The arrest last week of two black men who were waiting for a business associate at a Philadelphia Starbucks (SBUX -0.30%) led to boycotts, social media upheaval, and protests in front of some of the chain's locations. The incident, in which a store manager called police, allegedly because the two men had not made a purchase and would not leave the store, led to charges of racial bias.
The coffee chain moved swiftly to not only point out that its corporate policies forbade such actions, but also to address the underlying issues. CEO Kevin Johnson went to Philadelphia to apologize to the two men in person, and Starbucks will close more than 8,000 company-owned stores in the U.S. on the afternoon of May 29 to conduct racial-bias education for employees geared toward preventing discrimination in its stores.
"I've spent the last few days in Philadelphia with my leadership team listening to the community, learning what we did wrong and the steps we need to take to fix it," said Johnson in a press release.
What is Starbucks doing?
Closing down a whole chain at once for a training session is a bold, but not unprecedented, step. Chipotle did the same thing when it was time teach its employees new food safety standards in the wake of the E. coli outbreaks that severely dented its image.
Starbucks, however, is being especially aggressive, considering that it would have been easy enough to apologize and address the issue with the employees involved. Instead, the company is actually extending the news cycle around the incident by closing for the training.
Nearly 175,000 store-based and corporate employees will be trained with a program "designed to address implicit bias, promote conscious inclusion, prevent discrimination and ensure everyone inside a Starbucks store feels safe and welcome," said the company in a press release. The curriculum used will become part of the onboarding process for new employees as well.

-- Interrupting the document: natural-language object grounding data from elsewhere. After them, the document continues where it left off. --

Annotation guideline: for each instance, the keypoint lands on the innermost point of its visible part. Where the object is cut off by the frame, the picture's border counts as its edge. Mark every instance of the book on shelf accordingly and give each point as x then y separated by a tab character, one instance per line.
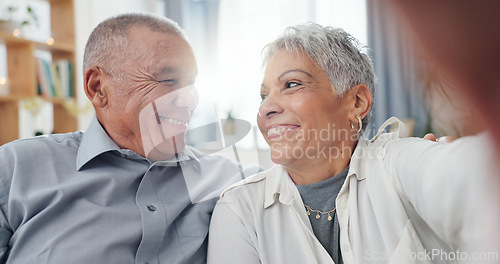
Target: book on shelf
55	80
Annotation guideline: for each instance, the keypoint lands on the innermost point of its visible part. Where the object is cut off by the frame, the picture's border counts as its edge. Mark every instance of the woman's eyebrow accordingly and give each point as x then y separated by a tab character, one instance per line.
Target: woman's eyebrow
294	70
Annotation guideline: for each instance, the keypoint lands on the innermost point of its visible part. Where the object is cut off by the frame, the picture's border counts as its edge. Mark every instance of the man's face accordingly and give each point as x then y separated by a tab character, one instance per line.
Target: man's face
153	95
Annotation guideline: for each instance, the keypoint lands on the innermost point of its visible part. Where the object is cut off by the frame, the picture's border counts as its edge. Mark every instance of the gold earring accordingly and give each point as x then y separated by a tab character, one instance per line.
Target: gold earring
360	125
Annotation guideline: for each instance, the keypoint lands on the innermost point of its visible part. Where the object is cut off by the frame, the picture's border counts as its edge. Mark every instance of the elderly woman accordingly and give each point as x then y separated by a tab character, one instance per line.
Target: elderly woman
333	196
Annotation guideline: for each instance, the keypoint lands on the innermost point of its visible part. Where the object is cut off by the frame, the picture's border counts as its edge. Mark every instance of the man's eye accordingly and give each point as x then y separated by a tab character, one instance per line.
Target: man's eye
263	97
291	84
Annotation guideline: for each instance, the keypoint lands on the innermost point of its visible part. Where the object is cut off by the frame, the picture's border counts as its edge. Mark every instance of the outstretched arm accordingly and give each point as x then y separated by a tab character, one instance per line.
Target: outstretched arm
451	186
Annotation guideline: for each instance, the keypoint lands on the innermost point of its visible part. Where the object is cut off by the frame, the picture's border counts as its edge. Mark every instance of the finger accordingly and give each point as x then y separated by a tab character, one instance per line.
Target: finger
430	136
446	139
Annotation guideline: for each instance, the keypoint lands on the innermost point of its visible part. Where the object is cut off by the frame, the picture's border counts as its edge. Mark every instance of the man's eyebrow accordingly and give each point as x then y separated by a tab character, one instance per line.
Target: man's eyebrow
165	71
294	70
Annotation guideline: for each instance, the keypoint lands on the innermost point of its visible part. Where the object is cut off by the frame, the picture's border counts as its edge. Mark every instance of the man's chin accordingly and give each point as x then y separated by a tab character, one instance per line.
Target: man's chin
166	150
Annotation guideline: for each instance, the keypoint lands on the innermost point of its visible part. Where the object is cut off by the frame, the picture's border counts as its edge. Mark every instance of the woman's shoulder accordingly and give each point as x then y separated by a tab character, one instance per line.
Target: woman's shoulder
252	187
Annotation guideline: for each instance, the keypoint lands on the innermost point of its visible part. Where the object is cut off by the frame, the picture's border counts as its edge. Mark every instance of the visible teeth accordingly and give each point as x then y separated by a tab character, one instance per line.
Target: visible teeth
171	120
278	130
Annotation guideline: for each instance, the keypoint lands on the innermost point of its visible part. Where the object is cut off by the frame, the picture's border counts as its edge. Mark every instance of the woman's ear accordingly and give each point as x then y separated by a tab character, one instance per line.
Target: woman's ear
362	100
94	86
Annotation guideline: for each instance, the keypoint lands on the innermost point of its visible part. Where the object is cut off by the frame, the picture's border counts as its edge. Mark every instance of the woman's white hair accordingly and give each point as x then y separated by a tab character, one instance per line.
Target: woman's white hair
337	54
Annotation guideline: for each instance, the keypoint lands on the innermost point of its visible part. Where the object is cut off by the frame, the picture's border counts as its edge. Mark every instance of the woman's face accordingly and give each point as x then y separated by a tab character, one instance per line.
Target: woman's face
301	117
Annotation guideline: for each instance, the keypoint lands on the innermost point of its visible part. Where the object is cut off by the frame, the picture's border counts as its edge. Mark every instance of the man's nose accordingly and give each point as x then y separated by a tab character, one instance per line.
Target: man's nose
186	97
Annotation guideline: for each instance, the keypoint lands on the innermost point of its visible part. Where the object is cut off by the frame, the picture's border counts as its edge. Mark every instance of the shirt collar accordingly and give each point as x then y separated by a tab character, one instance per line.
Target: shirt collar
96	141
279	186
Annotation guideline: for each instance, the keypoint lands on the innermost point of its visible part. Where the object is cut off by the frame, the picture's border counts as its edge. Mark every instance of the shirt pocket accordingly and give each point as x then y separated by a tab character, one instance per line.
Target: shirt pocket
410	249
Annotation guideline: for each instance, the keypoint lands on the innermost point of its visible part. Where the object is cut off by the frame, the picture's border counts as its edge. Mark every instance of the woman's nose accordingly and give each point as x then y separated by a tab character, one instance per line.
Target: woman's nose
270	106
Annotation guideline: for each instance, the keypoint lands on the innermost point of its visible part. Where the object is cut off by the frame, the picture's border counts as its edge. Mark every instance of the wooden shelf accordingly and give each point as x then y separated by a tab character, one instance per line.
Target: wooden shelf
57	46
22	65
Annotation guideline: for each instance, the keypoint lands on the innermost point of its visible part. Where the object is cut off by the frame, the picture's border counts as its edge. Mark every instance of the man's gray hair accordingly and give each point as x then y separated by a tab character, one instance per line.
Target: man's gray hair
337	54
109	40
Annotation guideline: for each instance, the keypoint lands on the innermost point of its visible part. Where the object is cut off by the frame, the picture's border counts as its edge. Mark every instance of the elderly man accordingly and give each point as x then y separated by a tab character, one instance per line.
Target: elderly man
128	190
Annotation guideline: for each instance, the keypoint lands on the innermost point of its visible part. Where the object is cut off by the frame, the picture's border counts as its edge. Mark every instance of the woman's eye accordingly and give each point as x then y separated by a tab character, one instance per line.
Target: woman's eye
169	82
291	84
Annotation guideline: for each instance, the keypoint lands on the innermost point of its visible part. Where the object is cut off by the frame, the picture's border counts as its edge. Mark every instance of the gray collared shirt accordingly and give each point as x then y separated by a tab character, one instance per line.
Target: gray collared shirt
79	198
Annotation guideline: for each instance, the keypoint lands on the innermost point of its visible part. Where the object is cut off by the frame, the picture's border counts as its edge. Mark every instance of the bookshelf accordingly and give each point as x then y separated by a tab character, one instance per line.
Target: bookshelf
22	71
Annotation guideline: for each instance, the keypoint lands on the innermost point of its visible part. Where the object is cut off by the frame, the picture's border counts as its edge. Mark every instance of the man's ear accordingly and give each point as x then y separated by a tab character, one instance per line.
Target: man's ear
93	84
362	101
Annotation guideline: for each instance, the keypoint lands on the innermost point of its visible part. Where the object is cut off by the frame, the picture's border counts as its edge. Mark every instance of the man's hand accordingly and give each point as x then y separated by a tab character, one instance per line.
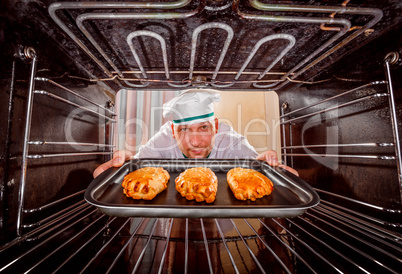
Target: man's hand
271	158
119	157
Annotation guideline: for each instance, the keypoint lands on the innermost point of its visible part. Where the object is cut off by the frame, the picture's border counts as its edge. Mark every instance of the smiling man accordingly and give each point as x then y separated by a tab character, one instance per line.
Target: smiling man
194	132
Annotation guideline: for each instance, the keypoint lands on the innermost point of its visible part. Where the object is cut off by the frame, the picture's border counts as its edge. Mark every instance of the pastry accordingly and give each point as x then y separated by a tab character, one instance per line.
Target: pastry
145	183
199	183
248	184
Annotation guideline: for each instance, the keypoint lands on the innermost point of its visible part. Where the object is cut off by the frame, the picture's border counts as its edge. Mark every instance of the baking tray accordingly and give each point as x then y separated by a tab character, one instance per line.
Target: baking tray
291	196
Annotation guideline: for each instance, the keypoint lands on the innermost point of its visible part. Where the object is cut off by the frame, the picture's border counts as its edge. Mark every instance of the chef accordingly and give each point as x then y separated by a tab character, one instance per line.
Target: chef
194	132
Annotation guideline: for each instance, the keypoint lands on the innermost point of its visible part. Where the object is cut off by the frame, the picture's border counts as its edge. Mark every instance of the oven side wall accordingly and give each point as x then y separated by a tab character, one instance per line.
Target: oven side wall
52	120
373	181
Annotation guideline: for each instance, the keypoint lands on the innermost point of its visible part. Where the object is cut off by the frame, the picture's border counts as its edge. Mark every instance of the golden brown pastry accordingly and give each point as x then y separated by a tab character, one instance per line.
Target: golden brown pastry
248	184
145	183
199	183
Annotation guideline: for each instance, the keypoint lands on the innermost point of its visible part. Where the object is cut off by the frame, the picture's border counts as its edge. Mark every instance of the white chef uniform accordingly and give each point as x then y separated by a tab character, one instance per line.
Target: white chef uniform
195	106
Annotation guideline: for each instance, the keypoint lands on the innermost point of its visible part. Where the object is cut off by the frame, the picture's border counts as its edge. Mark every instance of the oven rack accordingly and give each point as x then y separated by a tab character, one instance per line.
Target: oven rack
325	238
31	54
287	119
102	56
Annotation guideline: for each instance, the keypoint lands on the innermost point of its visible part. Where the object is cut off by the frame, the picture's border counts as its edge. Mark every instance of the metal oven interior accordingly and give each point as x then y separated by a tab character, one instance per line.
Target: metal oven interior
335	61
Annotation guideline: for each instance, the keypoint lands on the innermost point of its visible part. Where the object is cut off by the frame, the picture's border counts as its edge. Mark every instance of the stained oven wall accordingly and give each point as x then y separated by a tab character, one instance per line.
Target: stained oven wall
374	181
48	178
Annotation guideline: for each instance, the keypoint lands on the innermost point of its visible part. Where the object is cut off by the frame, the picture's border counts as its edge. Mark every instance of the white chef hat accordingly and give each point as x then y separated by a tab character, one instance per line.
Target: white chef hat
192	106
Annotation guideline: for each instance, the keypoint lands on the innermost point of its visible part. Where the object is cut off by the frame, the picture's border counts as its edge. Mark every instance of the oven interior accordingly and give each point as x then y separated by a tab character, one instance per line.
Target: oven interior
335	68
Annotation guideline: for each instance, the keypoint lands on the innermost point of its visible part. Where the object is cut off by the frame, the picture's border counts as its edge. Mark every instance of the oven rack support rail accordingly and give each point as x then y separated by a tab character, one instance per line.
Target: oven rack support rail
286	120
30	54
117	75
325	238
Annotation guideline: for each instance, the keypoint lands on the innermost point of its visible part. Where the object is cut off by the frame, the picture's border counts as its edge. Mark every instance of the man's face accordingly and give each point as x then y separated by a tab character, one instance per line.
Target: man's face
196	140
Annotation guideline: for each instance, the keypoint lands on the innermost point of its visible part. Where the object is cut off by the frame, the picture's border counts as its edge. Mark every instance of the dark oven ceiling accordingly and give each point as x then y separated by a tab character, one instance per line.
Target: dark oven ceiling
267	45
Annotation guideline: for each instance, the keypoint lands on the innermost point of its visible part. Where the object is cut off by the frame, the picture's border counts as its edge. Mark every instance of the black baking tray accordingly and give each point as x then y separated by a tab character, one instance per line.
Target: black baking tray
291	196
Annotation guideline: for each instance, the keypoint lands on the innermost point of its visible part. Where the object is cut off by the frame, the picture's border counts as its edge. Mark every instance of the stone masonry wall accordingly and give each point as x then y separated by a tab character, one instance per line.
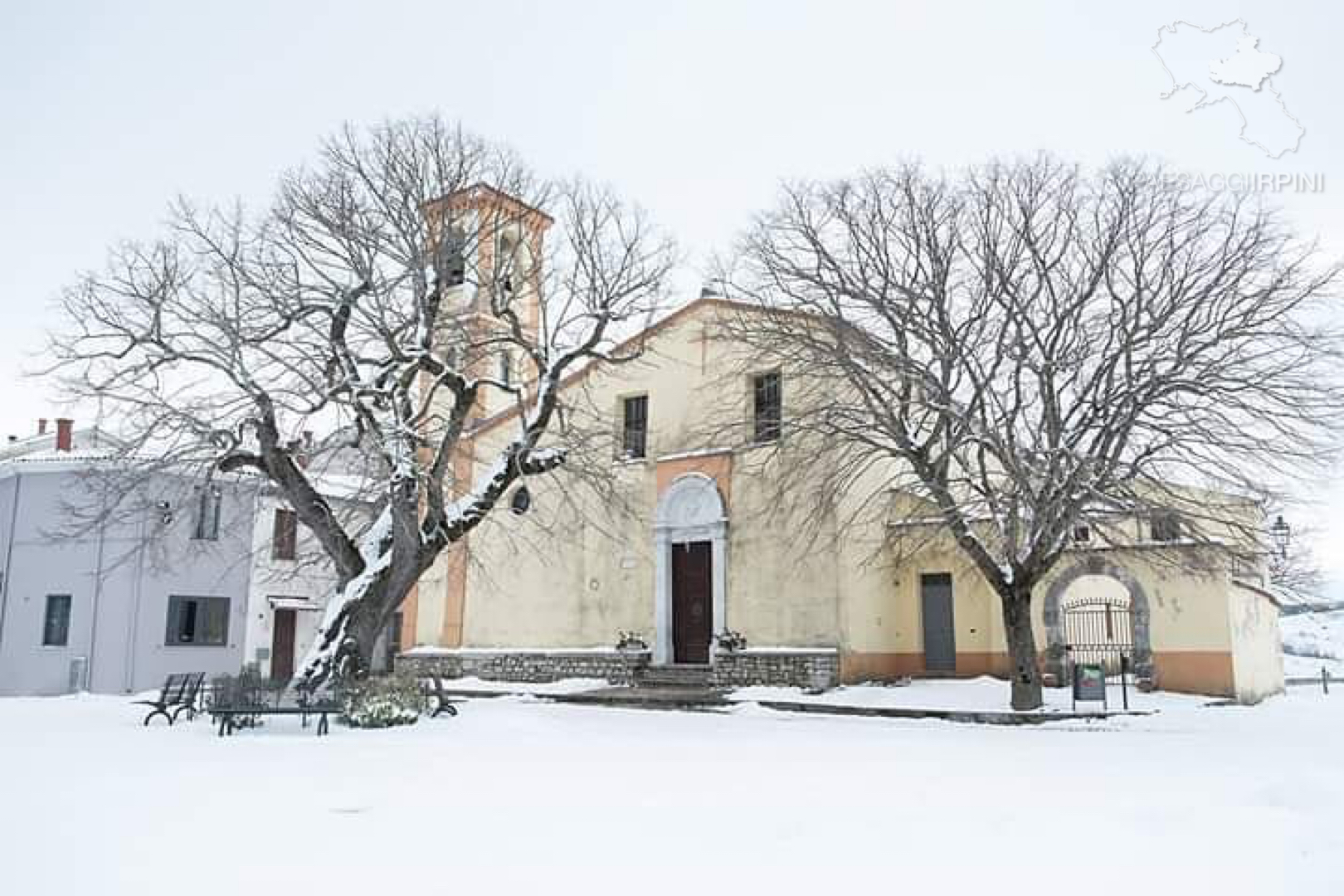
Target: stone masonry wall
813	670
528	666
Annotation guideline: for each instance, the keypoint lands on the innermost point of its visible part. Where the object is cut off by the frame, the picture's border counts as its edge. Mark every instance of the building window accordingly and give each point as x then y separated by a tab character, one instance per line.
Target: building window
635	426
767	407
284	539
1166	527
207	514
56	624
197	622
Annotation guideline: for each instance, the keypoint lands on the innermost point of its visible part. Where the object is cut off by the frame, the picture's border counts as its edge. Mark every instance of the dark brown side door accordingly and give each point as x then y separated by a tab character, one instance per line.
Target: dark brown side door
693	602
283	646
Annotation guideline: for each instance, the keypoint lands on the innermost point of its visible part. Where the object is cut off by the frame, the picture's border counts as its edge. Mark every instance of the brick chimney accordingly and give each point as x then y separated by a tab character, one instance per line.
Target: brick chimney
65	433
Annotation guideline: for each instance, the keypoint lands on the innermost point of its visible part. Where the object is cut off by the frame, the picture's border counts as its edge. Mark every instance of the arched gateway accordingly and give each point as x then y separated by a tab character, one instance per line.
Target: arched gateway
1135	616
689	536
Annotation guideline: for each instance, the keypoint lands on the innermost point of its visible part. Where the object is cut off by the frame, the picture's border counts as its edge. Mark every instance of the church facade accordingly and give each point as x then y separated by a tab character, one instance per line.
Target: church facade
663	546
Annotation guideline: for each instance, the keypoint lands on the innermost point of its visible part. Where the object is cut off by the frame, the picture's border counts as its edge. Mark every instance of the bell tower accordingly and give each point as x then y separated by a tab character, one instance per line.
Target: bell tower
489	246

"While this is not limited to Starbucks, we're committed to being a part of the solution. Closing our stores for racial bias training is just one step in a journey that requires dedication from every level of our company and partnerships in our local communities," the press release said.
Starbucks will develop the curriculum with guidance from a panel of national and local experts on confronting racial bias, among them: Bryan Stevenson, founder and executive director of the Equal Justice Initiative; Sherrilyn Ifill, president and director-counsel of the NAACP Legal Defense and Education Fund; Heather McGhee, president of Demos; former U.S. Attorney General Eric Holder; and Jonathan Greenblatt, CEO of the Anti-Defamation League. The panel will also help the chain monitor and review the effectiveness of the measures it undertakes to combat biased behavior.
Why is Starbucks doing this?
Many companies would not have taken a step this bold after a single incident. Starbucks, however, has marketed itself as a progressive organization, and a perception of racism in its corporate culture could injure its brand in a similar way to how the E. coli outbreak hurt Chipotle.
Offering companywide training is the right thing for Starbucks as a business, but it's also the right thing to do. This isn't just a business apologizing and moving on. It's a brand that's admitting that one incident may be indicative of a bigger problem.
However, it is not, as Johnson pointed out, a problem specific to Starbucks; the curriculum it develops could provide a blueprint for other restaurants and retailers. Starbucks has taken a negative publicity event, and is attempting to fix it by admitting not only fault, but the potential for further fault. This is Starbucks reinforcing that its corporate values matter, even if living up to them may hurt the brand in the short term.